Some teachers find that Chinese-speakers respond well to a ‘whole word’ approach to learning that begins with the overall shape of the word preceding listening and speaking (so the reverse of the usual ELT practice). This mimics the way Chinese pictograms are learned.
Teachers working with students who use a syllabary might find it useful to spend some time focussing on one-syllable minimal pairs like bid, bad, bed, and show what happens when the vowel changes, and when a ‘silent’ letter is added which changes the vowel such as bid, bide, bird, or bad, bade, bard.

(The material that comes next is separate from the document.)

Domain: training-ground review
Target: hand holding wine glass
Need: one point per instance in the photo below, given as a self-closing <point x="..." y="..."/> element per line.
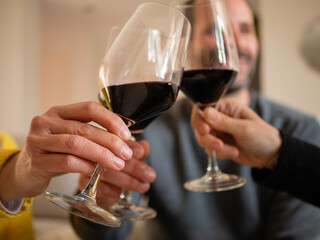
<point x="212" y="66"/>
<point x="140" y="77"/>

Users of Arabic script, including speakers of Farsi, Urdu and Afghan languages like Dari, are not only learning a new alphabet, they have to read and write from left to right instead of right to left and get to grips with English vowel sounds which are not only very different in sound, but are also always written. In Arabic script, short vowels are often not written at all (causing a similar but reverse difficulty for learners of Arabic).
“All aspects of writing in English cause major problems for Arabic speakers, and they should not be expected to cope with reading and writing at the same level or pace as European students who are at a similar level of proficiency in oral English.” Swan M and Smith B, Learner English CUP 1987.